Une 300 SL Papillon côtoie un Pinzgauer de l’armée suisse.

Poursuivant sur le même thème, il ajoute : “Doug a réussi à me faire écrire des choses que je ne soupçonnais pas. Il m’a demandé de rédiger quelques chapitres, et l’un d’eux évoquait la façon dont la voiture aurait pu être conçue si la technologie moderne avait été disponible. Cela m’a fait réfléchir sur ce que nous considérons aujourd’hui comme normal en termes de processus de conception. Grâce à l’acquisition de données, aux outils de simulation et autres techniques, nous avons accès à des informations beaucoup plus nombreuses qu’alors. Même au début de ma carrière en compétition automobile, ce genre de chose était empirique et intuitif. Pour cette raison, les individus qui avaient des connaissances et de l’expérience étaient très précieux. Ils avaient déjà fait des erreurs qui les avaient fait progresser; ils ressentaient dans quelle direction il fallait se diriger. Avec un programme expérimental (essayer quelque chose, et si ça ne marche pas alors essayer autre chose), ils trouvaient des solutions. Bien sûr, ce procédé est assez rudimentaire car des gains potentiels peuvent être ignorés en chemin.


J’ai trouvé cette grande comparaison extrêmement captivante. Il y a eu un pas de géant en termes d’acquisition de données, par rapport à cette époque. Je me souviens comment les choses se passaient dans les années 1970, quand j’ai commencé à concevoir des voitures de course. J’ai longtemps travaillé sous l’autorité de Patrick Head, chez Williams, et nous faisions de notre mieux avec les informations dont nous disposions, tout en étant conscients de travailler avec de nombreuses lacunes. Nous passions notre
temps à essayer de compléter les informations.

Brawn aime la 250 GT châssis court autant
pour sa ligne sublime que son passé en course.

“LA PLUPART DE CES VOITURES SIGNIFIENT
POUR MOI QUELQUE CHOSE AU NIVEAU
PERSONNEL »

Dans le livre, je raconte l’histoire de la conception d’un enregistreur mécanique à six pistes dans les années 1970. Il comportait deux rouleaux avec du papier paraffiné et des stylets reliés par des câbles aux quatre suspensions et aux jupes. Un élément clé du succès de Williams à cette époque est que, par rapport à nos concurrents, nous avions une meilleure compréhension de ce que la voiture faisait; comment la suspension se comportait et comment les jupes réagissaient. Ferrari n’avait rien de tel, il y a 50 ans, et pourtant la 250 GT châssis court fonctionnait. C’était le point culminant de l’expérience accumulée avec les versions précédentes de Ferrari 250. Et en plus de ses qualités routières, elle reste
une des plus belles voitures jamais fabriquées. Sur la forme, il n’y a rien à reprendre.”

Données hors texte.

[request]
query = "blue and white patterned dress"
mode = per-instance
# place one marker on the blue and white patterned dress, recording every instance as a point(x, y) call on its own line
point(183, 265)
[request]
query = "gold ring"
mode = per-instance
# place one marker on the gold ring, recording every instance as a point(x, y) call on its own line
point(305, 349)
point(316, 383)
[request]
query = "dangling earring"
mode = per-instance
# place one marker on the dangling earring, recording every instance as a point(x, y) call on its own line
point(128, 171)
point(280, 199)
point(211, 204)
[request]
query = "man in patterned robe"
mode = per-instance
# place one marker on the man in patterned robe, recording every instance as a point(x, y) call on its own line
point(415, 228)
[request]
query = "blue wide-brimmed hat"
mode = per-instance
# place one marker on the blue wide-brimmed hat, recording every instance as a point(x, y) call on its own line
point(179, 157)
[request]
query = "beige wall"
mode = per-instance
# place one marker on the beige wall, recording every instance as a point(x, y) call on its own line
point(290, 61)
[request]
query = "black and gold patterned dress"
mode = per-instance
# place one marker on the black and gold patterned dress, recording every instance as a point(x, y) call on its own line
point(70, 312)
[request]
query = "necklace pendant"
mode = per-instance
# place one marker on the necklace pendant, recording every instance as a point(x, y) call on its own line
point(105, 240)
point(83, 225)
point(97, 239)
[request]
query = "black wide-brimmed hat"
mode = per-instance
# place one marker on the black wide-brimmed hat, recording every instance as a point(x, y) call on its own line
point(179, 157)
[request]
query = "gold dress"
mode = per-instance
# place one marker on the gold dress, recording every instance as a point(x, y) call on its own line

Bien que n’étant pas amateur inconditionnel
de Porsche, il adore la RS 2.7.

Sur ces mots, Brawn glisse ses 1,88 m dans l’habitacle de la voiture et démarre le V12 de 3 litres. “Il fait un bruit tellement fabuleux,” dit-il. Pendant que le moteur chauffe, nous avons le temps de jeter un coup d’œil sur les voitures garées à côté, dont une fantastique Invicta Type S 1931 et une Porsche 911 Carrera 2.7 RS Touring : “Je m’intéresse de plus en plus aux voitures d’avant-guerre. Cette Invicta appartenait à un ami et je la connais depuis longtemps. Je ne suis pas un grand fan de Porsche, mais j’adore la RS. Je suis ami avec John Watson (nous allons à la pêche ensemble) et il en possède une depuis sa première saison de Formule 1 [pour Hexagon] en 1974. J’ai essayé d’acheter sa voiture, mais “Wattie” n’a jamais accepté et j’ai donc fait l’acquisition de celle-ci.”

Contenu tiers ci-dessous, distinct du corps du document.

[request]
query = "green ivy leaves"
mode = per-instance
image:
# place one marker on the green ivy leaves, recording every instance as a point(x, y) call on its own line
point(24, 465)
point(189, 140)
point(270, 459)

Maintenant que la Ferrari est en température, nous nous rendons vers des entrepôts situés à quelques encablures de son domicile. À l’intérieur, ce que nous voyons déclenche un nouveau jeu : deviner la voiture à la forme prise par la bâche qui la couvre, avec des machines aussi variées qu’une Morgan Super Sports 1938 à moteur Jap ou une Brawn BGP 001 de 2009. Avant de remarquer les Ferrari 250 GTE, 288
GTO, F40 et même un Pinzgauer: “Mario Illien [célèbre concepteur de moteurs] est un grand ami et il avait un Pinzgauer chez lui en Suisse. Il m’a informé que l’armée suisse en vendait, et j’en ai acheté un.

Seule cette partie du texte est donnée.